Glenn Simmons and Josey, Nashville TN

Paden Simmons and Dylan Simmons, Amtrak Train NY state

Tamra Simmons Nashville TN

Cross, Pensacola Beach

 

Many Voices

Upon following Native news and especially the situation and devastation at Standing Rock, I’ve written this lyric as a partial response. Music to follow. Aho

Many Voices

We are the Native skin-  your long forgotten kin

But brothers to the four winds that blow- Navajo

 

We’ve come to share a word- one we’ve said but not been heard

And the time is now to listen and see- Shawnee

 

Our earth is crying out- as she shakes and shouts

There’s no doubt- you know this is true – Standing Rock Sioux

 

We all have to stand together- hand n’ hand here forever

To save what you seem determined to kill

The wind and the water and every flower on the hill

 

Tomorrow is paid for by today- so we must choose the better way

This is what our old ones say and the wisdom of the age- Ojibway

 

She’s been too long in her tears- ravaged by your money and the years

And we fear soon she will just let go- Arapaho

 

We must teach our children to listen- to the voice that’s been missing

It’s the one that’s true and can’t be sold- Seminole

RPT Chorus

Bridge

Come on brother Choctaw- come on brother Kickapoo

Muscogee and Cheyenne

For the children we must protect the land

Repeat Chorus

Seasons Change

In the past few days Fall has tapped us on the shoulder reminding us of cycles and circles. The heat of Summer will take a few more swings at us here in middle Tennessee but it’s veracity is waning. It is time to let go.

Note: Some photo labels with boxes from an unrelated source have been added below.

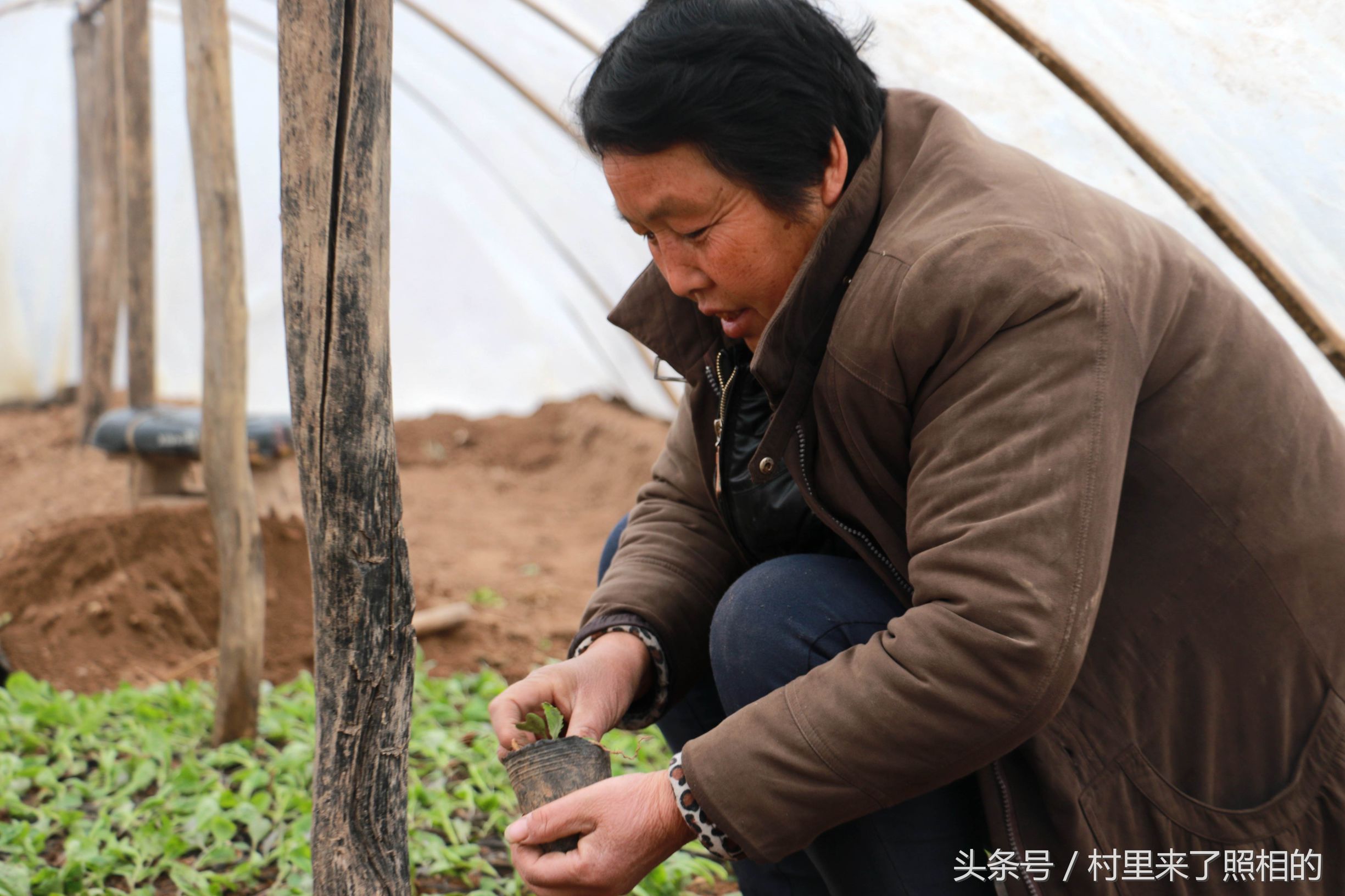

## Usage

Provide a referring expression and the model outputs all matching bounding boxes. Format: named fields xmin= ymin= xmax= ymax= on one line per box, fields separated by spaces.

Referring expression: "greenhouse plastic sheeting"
xmin=0 ymin=0 xmax=1345 ymax=416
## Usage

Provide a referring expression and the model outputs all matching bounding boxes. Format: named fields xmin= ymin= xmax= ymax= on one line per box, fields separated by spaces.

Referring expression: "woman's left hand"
xmin=504 ymin=771 xmax=693 ymax=896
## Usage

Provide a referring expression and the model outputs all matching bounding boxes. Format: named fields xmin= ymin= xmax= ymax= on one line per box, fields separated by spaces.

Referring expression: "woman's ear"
xmin=822 ymin=126 xmax=850 ymax=209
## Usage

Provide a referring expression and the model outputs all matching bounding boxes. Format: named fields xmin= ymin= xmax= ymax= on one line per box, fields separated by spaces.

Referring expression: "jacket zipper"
xmin=990 ymin=759 xmax=1041 ymax=896
xmin=706 ymin=349 xmax=739 ymax=501
xmin=794 ymin=422 xmax=916 ymax=597
xmin=795 ymin=422 xmax=1041 ymax=896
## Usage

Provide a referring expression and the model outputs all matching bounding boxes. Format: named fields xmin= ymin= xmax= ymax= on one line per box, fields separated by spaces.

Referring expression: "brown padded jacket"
xmin=572 ymin=90 xmax=1345 ymax=896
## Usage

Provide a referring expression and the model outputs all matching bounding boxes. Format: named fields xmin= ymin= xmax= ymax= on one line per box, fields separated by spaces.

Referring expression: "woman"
xmin=491 ymin=0 xmax=1345 ymax=896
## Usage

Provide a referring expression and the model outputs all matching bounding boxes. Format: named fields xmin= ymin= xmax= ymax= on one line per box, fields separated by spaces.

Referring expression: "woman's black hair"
xmin=578 ymin=0 xmax=884 ymax=215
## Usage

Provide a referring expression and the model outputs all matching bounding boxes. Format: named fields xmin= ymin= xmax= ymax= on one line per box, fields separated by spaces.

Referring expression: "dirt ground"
xmin=0 ymin=397 xmax=667 ymax=692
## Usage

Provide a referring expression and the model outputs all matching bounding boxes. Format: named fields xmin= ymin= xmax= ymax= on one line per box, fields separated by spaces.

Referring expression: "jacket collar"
xmin=608 ymin=96 xmax=909 ymax=405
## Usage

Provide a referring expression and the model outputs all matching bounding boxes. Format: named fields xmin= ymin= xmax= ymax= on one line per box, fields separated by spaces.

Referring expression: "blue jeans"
xmin=599 ymin=518 xmax=994 ymax=896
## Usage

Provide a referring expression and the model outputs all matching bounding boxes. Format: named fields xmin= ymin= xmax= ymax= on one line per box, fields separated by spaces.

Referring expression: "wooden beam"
xmin=71 ymin=9 xmax=125 ymax=440
xmin=180 ymin=0 xmax=266 ymax=746
xmin=117 ymin=0 xmax=155 ymax=407
xmin=278 ymin=0 xmax=414 ymax=896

In the culture that I was raised in and what is probably true for most of us is when the season changes, we always respond  by how they make us feel. That seems fairly natural to most of us. But I think that there were cultures back when people lived closer to the Earth, that weren’t quite as self-centered as we are today. They understood the Earth as a teaching tool and they saw themselves as part of the whole. All life journeyed in continual cycles and circles. 

To get outside of ourselves for a moment to let nature and the universe become the true teachers that they are, is a forced action for us. Not one we’ve been taught but one we respond well to, once our ancient spirits are reminded. 

The old ones that lived closer to the earth, the great teacher, understood the harmony needed to live a centered, balanced and healthy life. 

I’ve heard for years how the Fall is a time of clearing our spirits before the earth goes to sleep, so once the renewal of Spring arrives we are not carrying our past burdens.  That even the trees which have great wisdom let go of thier leaves so they can grow again. It’s a season of reflection and quiet easing into our own personal hibernations.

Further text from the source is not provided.